锦常也不敢再卖关子,哦了一声就急忙道:“朱姑娘,你还记不记得徐兆海啊?”
徐兆海?
苏付氏有些不明白,但是她当然知道徐兆海是谁-----英国公府的世子爷,当初也找过朱元不少麻烦的,真是想要不知道都难。
朱元笑了起来。
锦常就忍不住在心里感叹了一声朱姑娘厉害。
他可什么都没说,就只是提起了一个徐兆海而已,朱姑娘就全都知道了,跟聪明人说话真是太省心了。
既然朱姑娘明白了,锦常觉得自己的话也带到了,毕竟很多事都最好不要说得太清楚以免给人留下话柄,他拍了拍手站起来:“既然朱姑娘你想起来了,那肯定就有主意了,我不妨碍你们啦,先回去跟殿下交差了。”
朱元点头。
边上的苏付氏却还是茫然的很,直到锦常都已经出去了,才追问朱元:“元元,锦常说的那番话是什么意思?他分明什么都没说啊,怎么说已经给了主意了?”
朱元就笑起来,握住了苏付氏的手轻声说:“他已经说了,他已经把办法告诉我了,您放心吧。”

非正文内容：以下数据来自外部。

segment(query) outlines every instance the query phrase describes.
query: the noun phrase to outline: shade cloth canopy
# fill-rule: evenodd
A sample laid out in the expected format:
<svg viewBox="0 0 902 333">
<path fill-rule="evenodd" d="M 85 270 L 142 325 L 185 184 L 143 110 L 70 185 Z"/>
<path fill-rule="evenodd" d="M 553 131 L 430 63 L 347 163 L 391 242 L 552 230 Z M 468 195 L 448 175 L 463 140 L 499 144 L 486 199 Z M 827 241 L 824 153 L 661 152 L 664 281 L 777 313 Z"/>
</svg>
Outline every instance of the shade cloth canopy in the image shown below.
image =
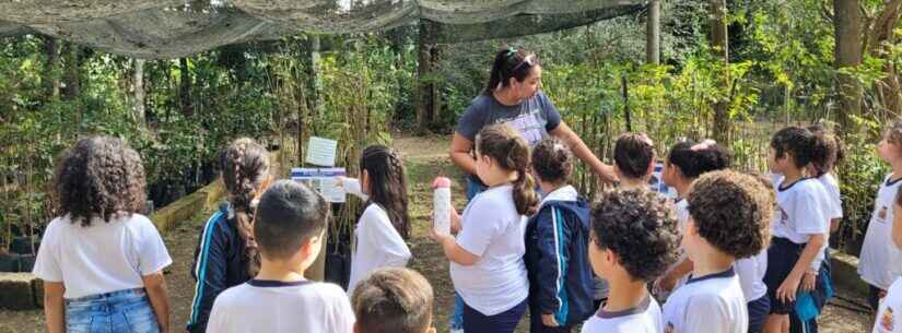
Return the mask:
<svg viewBox="0 0 902 333">
<path fill-rule="evenodd" d="M 0 0 L 0 37 L 39 33 L 136 58 L 180 58 L 300 32 L 437 22 L 437 43 L 516 37 L 628 14 L 646 0 Z"/>
</svg>

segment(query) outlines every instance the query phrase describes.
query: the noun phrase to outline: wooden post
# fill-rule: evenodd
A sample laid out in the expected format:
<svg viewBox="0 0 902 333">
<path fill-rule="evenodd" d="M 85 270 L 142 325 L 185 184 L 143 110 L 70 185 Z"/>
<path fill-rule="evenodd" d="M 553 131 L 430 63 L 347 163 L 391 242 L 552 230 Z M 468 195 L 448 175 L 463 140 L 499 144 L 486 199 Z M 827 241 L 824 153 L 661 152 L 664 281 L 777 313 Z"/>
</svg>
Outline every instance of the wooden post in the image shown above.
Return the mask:
<svg viewBox="0 0 902 333">
<path fill-rule="evenodd" d="M 660 63 L 660 0 L 648 2 L 648 21 L 645 26 L 645 62 Z"/>
</svg>

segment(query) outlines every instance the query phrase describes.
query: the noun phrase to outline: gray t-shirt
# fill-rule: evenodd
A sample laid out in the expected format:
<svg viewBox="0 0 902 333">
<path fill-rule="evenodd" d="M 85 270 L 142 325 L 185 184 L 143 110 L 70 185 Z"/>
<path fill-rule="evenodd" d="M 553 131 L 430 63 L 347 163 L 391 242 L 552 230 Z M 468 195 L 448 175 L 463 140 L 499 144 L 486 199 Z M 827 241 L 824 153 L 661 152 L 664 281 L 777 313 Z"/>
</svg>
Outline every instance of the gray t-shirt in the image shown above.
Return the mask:
<svg viewBox="0 0 902 333">
<path fill-rule="evenodd" d="M 476 141 L 476 134 L 483 127 L 495 123 L 513 127 L 529 145 L 536 145 L 561 124 L 561 114 L 542 92 L 515 106 L 503 105 L 490 94 L 480 94 L 460 117 L 457 132 Z"/>
</svg>

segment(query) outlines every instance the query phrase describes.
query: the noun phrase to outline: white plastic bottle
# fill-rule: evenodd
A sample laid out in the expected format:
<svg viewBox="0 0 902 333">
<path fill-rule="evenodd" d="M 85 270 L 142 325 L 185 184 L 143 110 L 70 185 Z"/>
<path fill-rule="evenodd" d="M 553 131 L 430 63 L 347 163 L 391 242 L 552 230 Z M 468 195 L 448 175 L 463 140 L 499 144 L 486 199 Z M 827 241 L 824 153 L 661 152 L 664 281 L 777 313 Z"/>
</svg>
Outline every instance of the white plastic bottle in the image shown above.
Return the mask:
<svg viewBox="0 0 902 333">
<path fill-rule="evenodd" d="M 450 179 L 436 177 L 432 190 L 432 227 L 440 235 L 450 235 Z"/>
</svg>

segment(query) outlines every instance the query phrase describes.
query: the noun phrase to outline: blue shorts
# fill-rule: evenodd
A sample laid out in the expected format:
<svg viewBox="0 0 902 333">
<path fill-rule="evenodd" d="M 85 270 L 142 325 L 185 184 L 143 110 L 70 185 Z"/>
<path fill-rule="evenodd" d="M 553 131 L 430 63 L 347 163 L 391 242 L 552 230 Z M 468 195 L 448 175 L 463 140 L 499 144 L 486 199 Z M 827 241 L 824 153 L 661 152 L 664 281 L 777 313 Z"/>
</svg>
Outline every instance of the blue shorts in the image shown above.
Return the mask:
<svg viewBox="0 0 902 333">
<path fill-rule="evenodd" d="M 66 300 L 66 332 L 159 333 L 160 322 L 143 288 Z"/>
<path fill-rule="evenodd" d="M 748 333 L 761 333 L 761 330 L 764 329 L 764 323 L 768 321 L 768 316 L 771 314 L 771 300 L 768 298 L 768 295 L 747 302 L 746 308 L 749 310 Z"/>
<path fill-rule="evenodd" d="M 466 333 L 514 333 L 523 316 L 526 314 L 526 299 L 507 311 L 485 316 L 470 308 L 464 301 L 464 332 Z"/>
<path fill-rule="evenodd" d="M 789 314 L 796 307 L 795 300 L 783 301 L 776 298 L 776 289 L 789 276 L 789 272 L 798 262 L 804 243 L 795 243 L 781 237 L 771 238 L 768 248 L 768 271 L 764 273 L 764 284 L 768 285 L 768 298 L 771 301 L 771 313 Z"/>
</svg>

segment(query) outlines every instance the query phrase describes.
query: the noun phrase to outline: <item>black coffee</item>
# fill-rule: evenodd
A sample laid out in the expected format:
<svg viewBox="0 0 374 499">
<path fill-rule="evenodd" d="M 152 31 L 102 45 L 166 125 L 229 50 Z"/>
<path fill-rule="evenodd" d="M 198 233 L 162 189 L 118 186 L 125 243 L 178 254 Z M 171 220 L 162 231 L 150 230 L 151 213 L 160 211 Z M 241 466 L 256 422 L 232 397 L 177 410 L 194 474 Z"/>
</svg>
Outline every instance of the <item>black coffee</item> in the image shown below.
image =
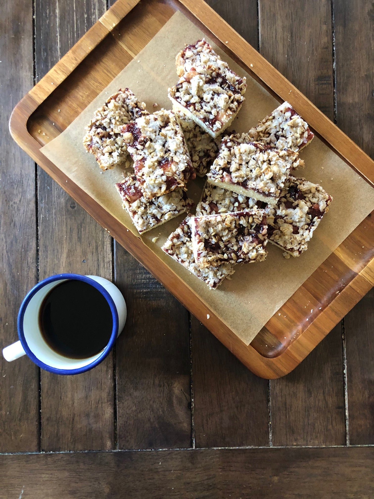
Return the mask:
<svg viewBox="0 0 374 499">
<path fill-rule="evenodd" d="M 84 359 L 101 352 L 113 328 L 108 302 L 93 286 L 83 281 L 64 281 L 51 289 L 39 312 L 43 337 L 65 357 Z"/>
</svg>

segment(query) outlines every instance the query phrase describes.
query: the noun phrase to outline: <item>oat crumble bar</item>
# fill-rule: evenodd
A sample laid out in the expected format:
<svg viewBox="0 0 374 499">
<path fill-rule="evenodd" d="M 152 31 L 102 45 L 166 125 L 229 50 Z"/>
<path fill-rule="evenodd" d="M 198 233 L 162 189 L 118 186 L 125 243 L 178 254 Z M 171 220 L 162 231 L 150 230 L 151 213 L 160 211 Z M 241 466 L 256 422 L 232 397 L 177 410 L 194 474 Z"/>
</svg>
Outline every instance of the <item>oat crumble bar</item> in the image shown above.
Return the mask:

苏付氏放心倒是放心,就是真不知道朱元到底打算怎么办而已。
可她也不想给朱元添乱,见朱元这么说,就点了点头,起身去前头查账了,让朱元有时间吩咐人去办事。
等到她们走了,朱元便让叔晨跟伯晨进来。
叔晨跟伯晨现在已经比之前刚从兴平王府回来好的太多,比在顾传玠那里的时候也差不了多少了,尤其是经过了白马寺的事之后,他们更加信心倍增,精神和个方面都已经恢复了,见朱元有吩咐,再也没有之前刚开始的时候的忐忑不安,反而还跃跃欲试。
朱元自然也看得出来,她欣慰的冲着他们笑了笑,就道:“这次又有一件事要安排你们去做了,希望你们能顺利办成。”
叔晨跟伯晨对视一眼,精神十足的应是。
尹吉川跟向问天现在都出去办事了,家里只剩下一个杨玉清能够撑场面,但是也有很多事要办,时常都不在府里,姑娘越来越信任他们,他们就要更加的努力去办事,让姑娘放心。

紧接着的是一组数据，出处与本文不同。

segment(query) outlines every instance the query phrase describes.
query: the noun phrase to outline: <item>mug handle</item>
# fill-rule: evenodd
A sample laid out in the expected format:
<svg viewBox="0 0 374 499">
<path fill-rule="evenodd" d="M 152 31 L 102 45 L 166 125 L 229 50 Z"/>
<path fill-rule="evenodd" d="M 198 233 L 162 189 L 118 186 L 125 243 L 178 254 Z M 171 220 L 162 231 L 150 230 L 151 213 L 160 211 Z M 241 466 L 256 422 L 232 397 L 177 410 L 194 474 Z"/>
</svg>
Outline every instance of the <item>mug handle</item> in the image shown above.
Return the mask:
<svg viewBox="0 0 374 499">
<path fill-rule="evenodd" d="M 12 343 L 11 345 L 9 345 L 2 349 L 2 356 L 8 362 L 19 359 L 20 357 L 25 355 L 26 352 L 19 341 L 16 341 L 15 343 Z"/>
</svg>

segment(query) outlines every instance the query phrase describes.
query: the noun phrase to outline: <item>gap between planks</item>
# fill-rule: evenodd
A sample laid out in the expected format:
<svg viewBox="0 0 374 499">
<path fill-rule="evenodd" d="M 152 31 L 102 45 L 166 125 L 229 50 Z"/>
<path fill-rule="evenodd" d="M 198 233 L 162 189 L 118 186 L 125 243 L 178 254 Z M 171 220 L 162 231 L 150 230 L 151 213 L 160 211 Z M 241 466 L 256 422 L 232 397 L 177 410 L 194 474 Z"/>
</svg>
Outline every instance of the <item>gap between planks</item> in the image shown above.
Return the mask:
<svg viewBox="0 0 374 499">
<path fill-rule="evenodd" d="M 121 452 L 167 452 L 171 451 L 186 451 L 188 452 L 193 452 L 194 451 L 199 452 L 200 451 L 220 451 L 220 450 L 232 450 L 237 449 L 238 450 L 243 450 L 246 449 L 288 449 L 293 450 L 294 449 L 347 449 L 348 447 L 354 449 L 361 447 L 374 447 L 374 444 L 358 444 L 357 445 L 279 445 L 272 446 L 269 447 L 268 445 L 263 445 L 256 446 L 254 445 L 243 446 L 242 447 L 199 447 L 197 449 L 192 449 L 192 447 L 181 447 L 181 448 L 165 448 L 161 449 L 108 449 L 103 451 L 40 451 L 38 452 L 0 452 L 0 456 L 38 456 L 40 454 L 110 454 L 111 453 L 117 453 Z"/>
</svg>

朱元点头,笑了笑说:“我现在有件事要你们去办,就是你们去雇一伙人,去打砸前面朱雀街上的一家古玩店。”
什么?!
叔晨跟伯晨顿时有些懵,两人对视了一眼,都从一开始的信心百倍变得茫然失措。
姑娘说啥?
砸人家的店铺?他们没听错吧,这怎么会是姑娘办的出来的事儿?!
见他们两人都怔住了,朱元就忍不住笑了笑,肯定了之前的说法:“我没说错,你们也别觉得自己听错了,我这次要你们去雇一批人,最好是地痞流氓,或是那些蛮横一些的乞丐,去前面朱雀街上最大的古玩店里打人砸东西,什么话都不必说,一去就砸店,你们银子要给足,不许透露身份,不许被他们看到脸,全程不必出面,不要露出任何痕迹,明白了吗?”
叔晨跟伯晨还是有些摸不准朱元的想法。
难道是哪家古玩店的老板得罪了姑娘,所以姑娘要用这个法子,来对付他们?
可是不像啊,姑娘也不像是那种人。
怎么好端端的去砸人家的店?
他们都云里雾里的,但是这话是朱元吩咐的,他们也没有懵多久就立即答应下来了,记牢了朱元的要求,肯定的让朱元放心:“姑娘放心,我们一定将事情给办妥,绝对不会留下任何痕迹。”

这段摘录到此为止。